You know, I'm hearing from people who have been recently laid off who are setting their alarms for the middle of the night so they can try to call the hotline or log into the portal that they need to use because there are just so many people losing their jobs in America that the -- again, the infrastructure can't handle all the demand for relief.

BERMAN: All right, Christine Romans, Julia Chatterley, thank you very much. We're watching this very, very closely.

Also this morning, into the newsroom, we're seeing the first signs -- excuse me -- of progress in the battle against coronavirus.

NEW DAY continues right now.

(BEGIN VIDEO CLIP)

GOV. ANDREW CUOMO (D-NY): Number of deaths are up. The possible flattening of the curve is better than the increases that we have seen.

KAITLAN COLLINS, CNN WHITE HOUSE CORRESPONDENT: When the president was asked about the HHS report, he didn't address any of the substance in it. They interviewed hundreds of hospitals across 46 states.

DONALD TRUMP, PRESIDENT OF THE UNITED STATES: Give me the name of the inspector general. Could politics be entered into that?

UNIDENTIFIED MALE: There's no basis for the suggestion that all of these reports, all these interviews are somehow the product of political bias.

UNIDENTIFIED MALE: He was taken into the ICU early Monday evening.

They say that he was taken in case he needed to be put on a ventilator.

UNIDENTIFIED MALE: The prime minister is in safe hands with a brilliant team.

(END VIDEO CLIP)

ANNOUNCER: This is NEW DAY with Alisyn Camerota and John Berman.

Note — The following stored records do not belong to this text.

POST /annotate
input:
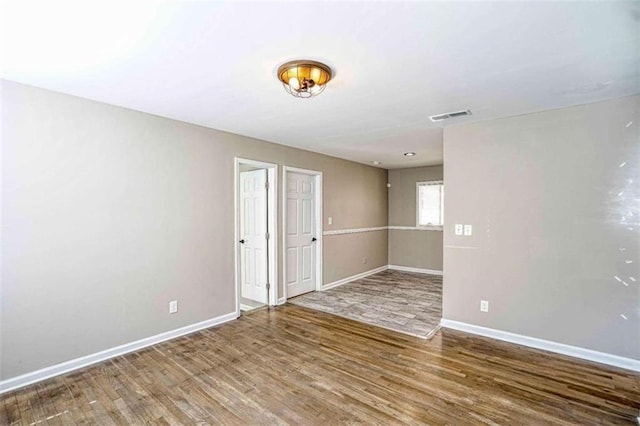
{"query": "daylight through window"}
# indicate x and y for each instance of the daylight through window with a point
(430, 197)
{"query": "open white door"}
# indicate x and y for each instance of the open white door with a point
(300, 228)
(253, 235)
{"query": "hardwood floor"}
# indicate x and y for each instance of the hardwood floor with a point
(401, 301)
(298, 366)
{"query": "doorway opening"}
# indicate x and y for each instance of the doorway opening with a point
(302, 224)
(255, 234)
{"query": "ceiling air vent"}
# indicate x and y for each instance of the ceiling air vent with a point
(446, 116)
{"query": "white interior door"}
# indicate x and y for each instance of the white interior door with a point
(301, 247)
(253, 235)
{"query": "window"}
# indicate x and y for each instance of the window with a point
(429, 200)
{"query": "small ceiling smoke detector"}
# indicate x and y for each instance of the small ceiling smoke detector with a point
(448, 115)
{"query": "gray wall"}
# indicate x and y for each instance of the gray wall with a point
(414, 248)
(108, 213)
(554, 199)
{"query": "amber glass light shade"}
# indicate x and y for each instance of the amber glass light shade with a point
(303, 78)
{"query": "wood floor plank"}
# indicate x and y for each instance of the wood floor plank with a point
(293, 365)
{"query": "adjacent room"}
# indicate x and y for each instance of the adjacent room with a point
(223, 212)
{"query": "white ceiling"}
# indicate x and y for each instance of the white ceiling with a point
(395, 64)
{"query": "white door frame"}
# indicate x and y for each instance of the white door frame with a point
(272, 244)
(318, 231)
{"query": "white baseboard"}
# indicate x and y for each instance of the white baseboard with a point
(417, 270)
(74, 364)
(547, 345)
(354, 277)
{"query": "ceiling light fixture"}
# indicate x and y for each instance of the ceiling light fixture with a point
(304, 78)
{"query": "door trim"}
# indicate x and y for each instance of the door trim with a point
(272, 245)
(318, 231)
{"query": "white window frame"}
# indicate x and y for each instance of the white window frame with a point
(429, 227)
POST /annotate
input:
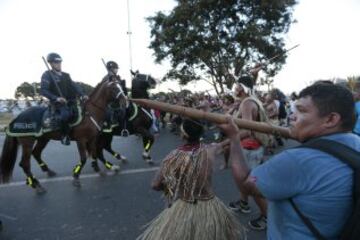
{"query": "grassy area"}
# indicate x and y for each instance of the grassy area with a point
(5, 119)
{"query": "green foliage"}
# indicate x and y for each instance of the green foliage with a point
(214, 39)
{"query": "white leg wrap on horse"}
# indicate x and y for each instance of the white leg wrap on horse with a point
(153, 126)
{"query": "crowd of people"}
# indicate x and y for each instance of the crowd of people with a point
(286, 186)
(293, 185)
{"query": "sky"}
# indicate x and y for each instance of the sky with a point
(85, 31)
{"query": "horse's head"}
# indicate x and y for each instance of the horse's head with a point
(109, 91)
(144, 77)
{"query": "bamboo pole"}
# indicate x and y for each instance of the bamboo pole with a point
(213, 117)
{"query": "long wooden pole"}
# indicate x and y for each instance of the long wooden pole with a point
(213, 117)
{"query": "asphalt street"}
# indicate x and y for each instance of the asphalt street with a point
(115, 206)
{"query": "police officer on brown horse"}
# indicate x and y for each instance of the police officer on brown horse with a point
(62, 92)
(113, 68)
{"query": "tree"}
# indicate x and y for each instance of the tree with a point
(27, 90)
(215, 40)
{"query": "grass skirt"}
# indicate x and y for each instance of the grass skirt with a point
(205, 220)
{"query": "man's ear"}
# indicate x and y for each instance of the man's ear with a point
(333, 120)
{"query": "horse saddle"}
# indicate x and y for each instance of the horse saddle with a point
(35, 121)
(115, 118)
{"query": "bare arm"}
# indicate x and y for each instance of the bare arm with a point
(239, 167)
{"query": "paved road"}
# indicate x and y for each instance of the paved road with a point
(110, 207)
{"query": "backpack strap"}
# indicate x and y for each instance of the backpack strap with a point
(307, 221)
(344, 154)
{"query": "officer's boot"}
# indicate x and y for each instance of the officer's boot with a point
(65, 130)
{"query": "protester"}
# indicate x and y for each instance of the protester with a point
(319, 184)
(194, 212)
(254, 145)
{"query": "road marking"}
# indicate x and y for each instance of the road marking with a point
(8, 217)
(92, 175)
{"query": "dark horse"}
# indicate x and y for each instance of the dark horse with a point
(138, 121)
(84, 134)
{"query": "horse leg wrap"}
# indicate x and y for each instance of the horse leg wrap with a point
(32, 181)
(43, 166)
(95, 166)
(77, 170)
(147, 146)
(108, 165)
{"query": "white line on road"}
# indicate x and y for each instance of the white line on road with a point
(93, 175)
(8, 217)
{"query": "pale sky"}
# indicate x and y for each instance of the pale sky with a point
(84, 31)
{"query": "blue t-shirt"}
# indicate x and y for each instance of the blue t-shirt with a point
(357, 124)
(319, 184)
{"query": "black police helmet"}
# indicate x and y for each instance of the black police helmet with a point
(111, 65)
(53, 58)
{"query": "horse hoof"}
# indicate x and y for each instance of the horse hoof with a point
(115, 168)
(76, 183)
(150, 161)
(51, 173)
(40, 190)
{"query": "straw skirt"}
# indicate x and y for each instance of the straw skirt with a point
(204, 220)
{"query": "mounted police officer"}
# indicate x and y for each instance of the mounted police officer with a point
(62, 92)
(139, 89)
(115, 112)
(113, 68)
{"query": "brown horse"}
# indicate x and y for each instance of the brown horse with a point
(84, 134)
(138, 121)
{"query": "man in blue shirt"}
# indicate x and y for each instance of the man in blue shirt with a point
(319, 184)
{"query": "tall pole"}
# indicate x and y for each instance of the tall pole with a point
(129, 34)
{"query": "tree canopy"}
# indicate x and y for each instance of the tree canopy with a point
(216, 40)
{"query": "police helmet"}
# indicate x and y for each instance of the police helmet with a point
(53, 58)
(111, 65)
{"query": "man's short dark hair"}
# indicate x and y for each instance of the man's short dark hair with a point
(330, 98)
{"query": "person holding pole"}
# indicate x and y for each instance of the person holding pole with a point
(318, 184)
(62, 92)
(185, 177)
(253, 143)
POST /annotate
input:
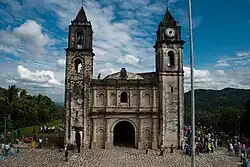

CAMEROTA: We want to welcome our viewers in the United States and all around the world. This is NEW DAY.

We may, may be seeing the first signs of progress in the battle against coronavirus. New York Governor Andrew Cuomo says the numbers show his state may be flattening the curve. Governors in neighboring New Jersey and Connecticut are reporting similar trends. As you can see on your screen, the death rate goes up a little bit in some of the states, like New Jersey, but it appears it could be leveling off.

[07:00:07]

These could be signs that social distancing is working.